Exhibition curators Anthony Kelly, Seán McCrum, Paddy Sammon and David Stalling have said they aim to reflect on the way these sites form a network of “active memorialising”, enhancing the local inhabitants’ sense of place and identity.
They also believe Ireland should be looked at in a similar spirit.
According to organisers, “The churches and shrines of Loutro and Anopolis, on the island of Crete, define their landscape, creating a very specific and complex network of buildings which, in turn, is a significant part of how local people define who they are and their relationship to where they are.”
“These buildings incorporate remembrance as active memorialising, as part of enriching present day existence.
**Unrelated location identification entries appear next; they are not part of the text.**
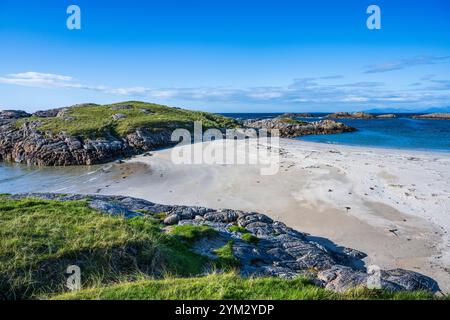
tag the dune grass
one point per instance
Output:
(94, 121)
(40, 239)
(128, 259)
(229, 286)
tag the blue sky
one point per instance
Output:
(226, 56)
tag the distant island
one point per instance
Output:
(437, 116)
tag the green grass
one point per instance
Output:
(229, 286)
(190, 233)
(128, 259)
(250, 238)
(93, 121)
(238, 229)
(40, 239)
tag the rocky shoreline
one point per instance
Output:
(28, 144)
(436, 116)
(289, 128)
(279, 250)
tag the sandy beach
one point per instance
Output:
(393, 205)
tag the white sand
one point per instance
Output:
(399, 200)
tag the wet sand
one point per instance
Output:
(393, 205)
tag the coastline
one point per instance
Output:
(402, 223)
(399, 206)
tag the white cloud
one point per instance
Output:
(301, 91)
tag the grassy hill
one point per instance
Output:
(119, 119)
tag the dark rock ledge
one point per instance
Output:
(289, 128)
(280, 251)
(30, 146)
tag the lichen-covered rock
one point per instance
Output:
(32, 147)
(279, 251)
(13, 114)
(346, 115)
(293, 129)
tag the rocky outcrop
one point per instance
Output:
(13, 114)
(291, 128)
(279, 250)
(436, 116)
(30, 146)
(296, 115)
(346, 115)
(386, 116)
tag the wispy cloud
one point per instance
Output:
(319, 90)
(46, 80)
(406, 63)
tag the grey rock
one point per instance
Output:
(172, 219)
(291, 130)
(287, 254)
(118, 116)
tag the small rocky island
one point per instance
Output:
(435, 116)
(89, 134)
(290, 128)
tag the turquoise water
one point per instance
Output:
(399, 133)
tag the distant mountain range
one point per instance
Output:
(394, 110)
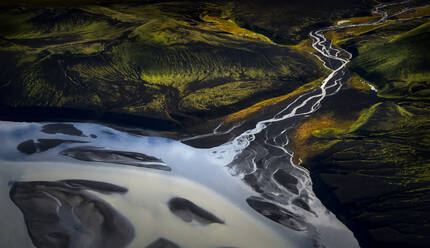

From the confines of a closely defined geographical area in Crete, the resonances are universal, particularly in an Irish context where for centuries sacred sites have been place-markers and place-makers.”
The exhibition seeks to explore, through photography, objects and sound, an aspect of a broad, shared, architectural inheritance.
The creative team behind the installation believe ‘Memorialising the Sacred’ reconfigures one form of reality, sacred places in Crete, in another equal reality, that of a gallery installation in Dublin.
The installation uses the Irish Architectural Archive’s Architecture Gallery space and ambiance as central to memorialising the sacred.
The sound which the installation incorporates draws on recordings made in and around the shrines and churches in Crete, sounds which are a part of the essential experience of these places.
Memorialising the Sacred will run in the Architecture Gallery of the Irish Architectural Archive, 45 Merrion Square, Dublin until Thursday 29 March 2018. Admission free.